This story is part of AIN's continuing coverage of the impact of the coronavirus on aviation.
Industry data provider JetNet has revised its 10-year forecast downward, predicting a market for 6,362 business jets delivered by 2029 with a value of $204.4 billion.
A year ago at NBAA’s 2019 BACE, the company issued a 10-year forecast calling for deliveries of 7,050 business jets (excluding personal jets and bizliners) worth an approximate $241 billion. The rise of the Covid pandemic, and its far-reaching effects on aircraft travel as well as manufacturing, has changed those calculations.
As part of its annual “State of the Market” press conference, presented virtually this week during NBAA-VBACE, the Utica, New York-based company estimated 511 business jets will be handed over this year, in contrast with the 720 delivered in 2019, for a 29 percent reduction. Accordingly, it has adjusted its long-term outlook as well.
“I think the OEMs have taken very prudent decisions on production rates this year,” said Rolland Vincent, creator and managing director of JetNet’s iQ survey-based market intelligence product. “Getting smart and getting quick around decisions regarding production rates earlier this year is really helping sustain some of these numbers.”

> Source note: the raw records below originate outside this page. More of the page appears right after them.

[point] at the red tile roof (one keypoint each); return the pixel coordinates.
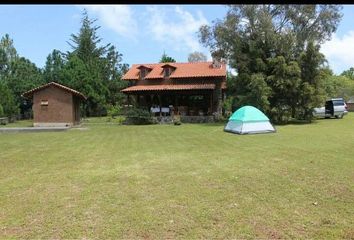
(182, 70)
(169, 87)
(31, 92)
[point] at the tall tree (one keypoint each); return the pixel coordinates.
(53, 69)
(197, 57)
(24, 76)
(348, 73)
(93, 69)
(253, 37)
(166, 59)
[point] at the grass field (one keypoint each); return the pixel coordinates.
(188, 181)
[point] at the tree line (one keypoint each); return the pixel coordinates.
(90, 67)
(275, 50)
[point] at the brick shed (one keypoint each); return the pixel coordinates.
(55, 105)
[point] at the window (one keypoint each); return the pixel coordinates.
(167, 72)
(44, 103)
(142, 73)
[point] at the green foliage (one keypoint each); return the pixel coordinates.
(348, 73)
(138, 116)
(94, 70)
(53, 70)
(113, 110)
(166, 59)
(271, 47)
(338, 86)
(24, 76)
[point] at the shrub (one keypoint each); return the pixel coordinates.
(177, 120)
(138, 116)
(113, 110)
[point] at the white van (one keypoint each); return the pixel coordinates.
(336, 107)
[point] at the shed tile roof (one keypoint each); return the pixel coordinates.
(169, 87)
(182, 70)
(31, 92)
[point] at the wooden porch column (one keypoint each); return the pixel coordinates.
(159, 96)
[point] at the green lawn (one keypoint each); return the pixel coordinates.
(24, 123)
(188, 181)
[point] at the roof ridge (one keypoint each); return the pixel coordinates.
(172, 63)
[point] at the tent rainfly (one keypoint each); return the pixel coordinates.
(249, 119)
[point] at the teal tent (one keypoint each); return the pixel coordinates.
(249, 119)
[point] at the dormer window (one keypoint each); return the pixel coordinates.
(167, 70)
(143, 71)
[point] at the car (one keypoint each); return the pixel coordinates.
(335, 107)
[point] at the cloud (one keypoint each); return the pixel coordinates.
(119, 18)
(178, 29)
(339, 52)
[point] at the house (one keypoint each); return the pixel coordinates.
(187, 89)
(55, 105)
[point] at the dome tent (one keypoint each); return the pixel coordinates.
(249, 119)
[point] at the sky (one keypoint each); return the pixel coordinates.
(140, 32)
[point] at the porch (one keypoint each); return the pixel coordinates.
(182, 103)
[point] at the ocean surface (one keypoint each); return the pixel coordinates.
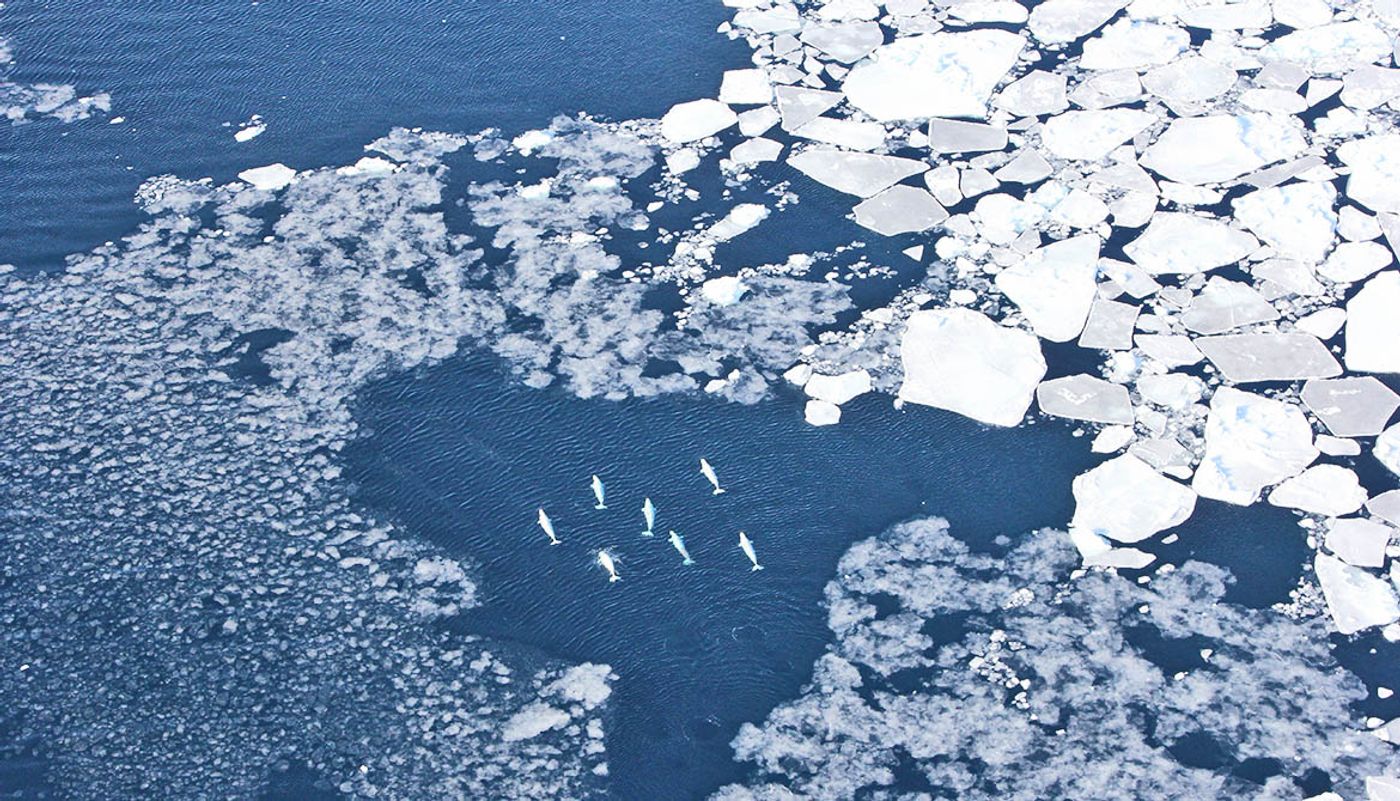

But while airframers have adjusted their production rates in response to the Covid environment, that will have longer-term effects on the deliveries going forward, according to Vincent.
“When OEMs and supply chains slow down, to ramp back up it’s a challenge. You’ve got to get not just your immediate and large suppliers. You’ve got to get the whole supply chain back up,” he said, adding that the current decrease in commercial aircraft production will have an even more pronounced effect on the aviation industry supply chain.
In its latest forecast, JetNet has broken those amounts out by market share in terms of units and dollars. During the outlook window, JetNet sees Cessna as accounting for nearly a quarter of the market in terms of aircraft delivered. Results from the latest JetNet iQ survey show a decided bias towards lighter aircraft, which it cautions could be a knee-jerk reaction to the current limitations on large-cabin/long-range business jets due to Covid-induced airspace closures and international border restrictions. “The early indications are the small jets, light jets, that class of $10-$12 million and below on a new airplane, that’s a good place to be right now,” said Vincent. “That’s what the community is telling us.”
Right behind is Gulfstream at 21 percent of the delivered aircraft, followed by Bombardier (18 percent), Embraer (15 percent), Dassault Falcon (10 percent), Pilatus (7 percent), and Honda Aircraft (5 percent).
In dollar value, Gulfstream is expected to claim more than a third of the total billings over the span of the forecast, followed by Bombardier at 25 percent, Dassault Falcon (17 percent), Cessna (10 percent), Embraer (6 percent), Pilatus (2 percent), and Honda Aircraft at one percent.
According to Vincent, the current level of industry interest in a supersonic business jet is strong. “There is almost an insatiable demand and interest in this class like we’ve not seen before,” he said, and the forecast begins to include deliveries in this aircraft class towards the end of the decade. “We think there will be three models actually, developed by three different manufacturers that are going to be successful over time.”